Мне повезло в первый и единственный раз за долгие годы. Но я тут же должен оговориться: я бы не хотел, чтобы мою близость с Бруно или, скажем откровенно, предпочтение, которое я ему оказывал, сочли случайным и неправильно бы истолковали его. Конечно, где-то в глубине души я считал, что заслужил право на свою любовь, что она дана мне в награду и утешение. Но эта любовь не была ни замкнутой, ни заносчивой (мне иногда случалось завидовать заносчивости некоторых людей, но сам я так и не смог развить у себя этого качества). Я привык таить свои чувства, самые простые и самые неожиданные (вероятно, запомнился совет матери: не показывай людям ни своей души, ни своего белья), но я никогда не скрывал этой любви. Она существовала. Она проявлялась постоянно. Без всякой патетики, без страстных порывов. Спокойная, ровная. Замечательная, но малозаметная. Красноречивая, но лишенная красноречия. Если бы в этом не усмотрели некоего вызова, я бы охотно назвал ее просто естественной (хотя мне было бы трудно выразить, в чем именно заключалось ее естество). Мою огромную любовь, родившуюся из равнодушия, эти токи, бегущие от него ко мне и от меня к нему, наше полное согласие, о котором ни он, ни я никогда не говорили, — все это можно сравнить разве что с ароматом, о котором нельзя рассказать словами: прелесть его улетучивается. Это так трудно поддается описанию, и для того, чтобы создалось хоть какое-то впечатление, мне, вероятно, лучше попробовать нарисовать картину отдельными мазками.

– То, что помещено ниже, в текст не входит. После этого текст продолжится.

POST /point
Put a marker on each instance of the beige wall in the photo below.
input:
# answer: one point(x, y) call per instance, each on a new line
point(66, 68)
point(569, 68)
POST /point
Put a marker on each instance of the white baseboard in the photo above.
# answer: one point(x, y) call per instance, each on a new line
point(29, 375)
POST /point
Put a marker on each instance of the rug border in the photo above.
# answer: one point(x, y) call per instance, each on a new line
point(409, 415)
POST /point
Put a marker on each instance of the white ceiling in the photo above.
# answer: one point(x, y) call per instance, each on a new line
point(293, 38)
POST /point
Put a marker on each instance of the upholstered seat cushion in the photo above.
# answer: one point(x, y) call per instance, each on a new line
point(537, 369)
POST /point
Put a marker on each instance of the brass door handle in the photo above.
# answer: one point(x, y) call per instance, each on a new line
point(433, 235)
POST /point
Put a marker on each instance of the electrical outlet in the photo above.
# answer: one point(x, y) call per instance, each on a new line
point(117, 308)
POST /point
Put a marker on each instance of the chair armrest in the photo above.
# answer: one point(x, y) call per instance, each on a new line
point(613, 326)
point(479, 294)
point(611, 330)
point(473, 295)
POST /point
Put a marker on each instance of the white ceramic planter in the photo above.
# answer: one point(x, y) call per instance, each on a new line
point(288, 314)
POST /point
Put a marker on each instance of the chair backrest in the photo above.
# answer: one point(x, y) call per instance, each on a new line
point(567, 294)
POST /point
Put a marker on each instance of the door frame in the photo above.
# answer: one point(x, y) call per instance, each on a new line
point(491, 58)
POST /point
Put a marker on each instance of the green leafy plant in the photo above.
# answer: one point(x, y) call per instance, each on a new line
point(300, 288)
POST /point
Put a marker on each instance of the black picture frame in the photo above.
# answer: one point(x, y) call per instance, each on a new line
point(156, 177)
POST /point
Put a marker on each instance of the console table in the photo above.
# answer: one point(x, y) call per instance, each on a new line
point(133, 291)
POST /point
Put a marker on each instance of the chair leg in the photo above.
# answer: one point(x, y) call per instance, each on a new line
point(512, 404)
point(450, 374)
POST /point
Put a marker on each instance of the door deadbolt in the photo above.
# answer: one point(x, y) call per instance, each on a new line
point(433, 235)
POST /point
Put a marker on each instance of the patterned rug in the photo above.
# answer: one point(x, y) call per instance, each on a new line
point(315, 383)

Взять хотя бы его место в машине…

Вполне понятно, что самому младшему в семье, которому из-за его небольшого роста ничего не видно за головами старших, как правило, отводят в машине переднее место, рядом с водителем. Понятно и то, что место, которое ребенок занимает каждое утро, когда они вдвоем с отцом едут в машине, сохраняется за ним по привычке и в тех случаях, когда к ним присоединяются брат и сестра.

Итак, Бруно сидит на переднем месте, рядом с водителем. Когда Мишель снисходит до нашей малолитражки, он вынужден устраиваться на заднем сиденье, хотя он и ворчит, что не знает, куда девать свои длинные ноги; рядом с ним место его сестры, которая вечно боится порвать в машине чулки. В случае необходимости между ними втискивается еще и Лора, чтобы не мешать водителю вести машину.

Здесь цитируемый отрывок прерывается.